The results identify a potential biomarker for assessing colorectal cancer risk.
Among the many microbes that inhabit our gut, some strains of Escherichia coli (E. coli) produce colibactin.
Colibactin is thought to be a product of E. coli strains containing a biosynthetic gene cluster known as the pks island.
Exposure to the genotoxin colibactin has been shown to cause severe genetic damage in mammalian cells by breaking strands of DNA apart, inducing increased rates of gene mutation and tumour growth.
Furthermore, previous research has demonstrated that pks E. coli is found with greater frequency in patients with colorectal conditions, including colorectal cancer.
However, despite its links to human cancer, the chemical nature of the genotoxin, its pro-carcinogenic role or how it gets into the cells it destroys has remained elusive for over a decade, according to the authors.

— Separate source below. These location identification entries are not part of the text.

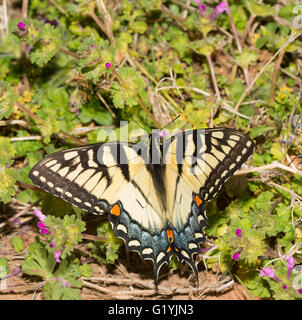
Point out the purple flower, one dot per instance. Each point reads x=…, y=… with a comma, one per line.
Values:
x=162, y=133
x=51, y=22
x=285, y=140
x=39, y=215
x=238, y=233
x=57, y=255
x=29, y=49
x=43, y=227
x=290, y=265
x=269, y=272
x=220, y=8
x=201, y=7
x=236, y=255
x=21, y=26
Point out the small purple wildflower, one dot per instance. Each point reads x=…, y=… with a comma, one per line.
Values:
x=21, y=26
x=201, y=7
x=290, y=266
x=39, y=215
x=75, y=110
x=64, y=282
x=220, y=8
x=238, y=233
x=236, y=255
x=162, y=133
x=285, y=140
x=29, y=48
x=43, y=228
x=57, y=255
x=51, y=22
x=269, y=272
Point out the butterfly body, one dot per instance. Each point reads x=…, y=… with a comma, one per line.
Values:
x=154, y=195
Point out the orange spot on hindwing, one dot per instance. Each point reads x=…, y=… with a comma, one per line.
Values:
x=198, y=200
x=115, y=210
x=170, y=235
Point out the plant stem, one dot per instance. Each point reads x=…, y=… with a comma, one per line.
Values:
x=275, y=75
x=213, y=76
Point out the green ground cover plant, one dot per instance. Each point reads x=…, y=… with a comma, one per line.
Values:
x=70, y=71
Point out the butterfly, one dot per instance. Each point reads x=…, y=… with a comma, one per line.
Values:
x=154, y=192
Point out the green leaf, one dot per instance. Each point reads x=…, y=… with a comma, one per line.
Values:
x=6, y=100
x=7, y=183
x=86, y=270
x=236, y=90
x=38, y=262
x=259, y=9
x=127, y=96
x=258, y=286
x=109, y=247
x=260, y=130
x=246, y=58
x=47, y=46
x=276, y=151
x=55, y=290
x=18, y=244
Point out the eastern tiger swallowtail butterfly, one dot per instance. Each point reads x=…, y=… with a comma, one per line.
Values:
x=155, y=196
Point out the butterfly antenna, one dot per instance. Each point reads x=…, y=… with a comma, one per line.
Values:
x=165, y=126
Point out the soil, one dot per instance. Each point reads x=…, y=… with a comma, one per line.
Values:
x=130, y=278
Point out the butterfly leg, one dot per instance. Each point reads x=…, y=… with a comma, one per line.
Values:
x=153, y=246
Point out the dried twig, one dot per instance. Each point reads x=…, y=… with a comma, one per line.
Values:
x=271, y=166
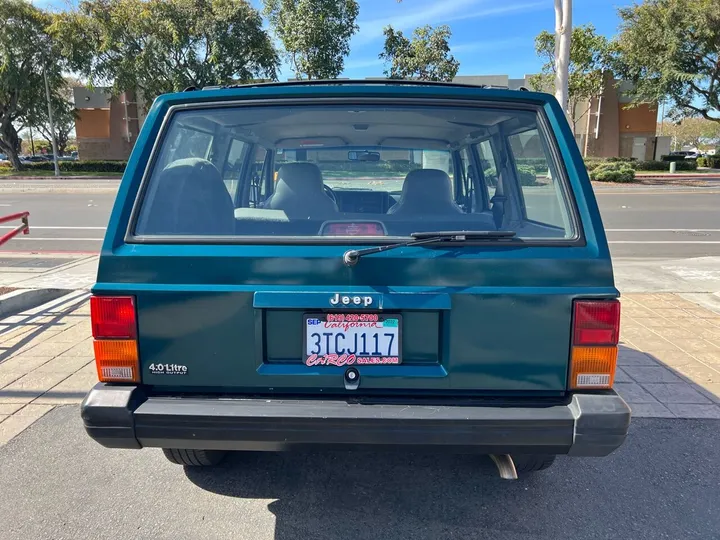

Due to its instability and low concentration, isolating the genotoxin has remained a challenge.
Most attempts have been limited to identifying the stable precursors of colibactin and using synthetic “colibactin mimics” in vitro.
Here, Matthew Wilson and colleagues combine chemical synthesis with a newly developed untargeted mass-spectrometry-based approach – LC-MS3 DNA adductomics – and identified two chemical products left over after colibactin-mediated DNA damage in living human cells.
According to the team, the newly discovered colibactin adducts provide the first direct evidence that alkylation via a cyclopropane “warhead” underlies the genotoxin’s DNA destruction.
Furthermore, the data suggest that the adducts are biomarkers for pks E. coli exposure and could inform colorectal cancer prognosis.
Rachel M. Bleich and Janelle C. Arthur write: “this [study]represents a significant mechanistic advance in understanding the chemical nature of colibactin and its carcinogenic activities.”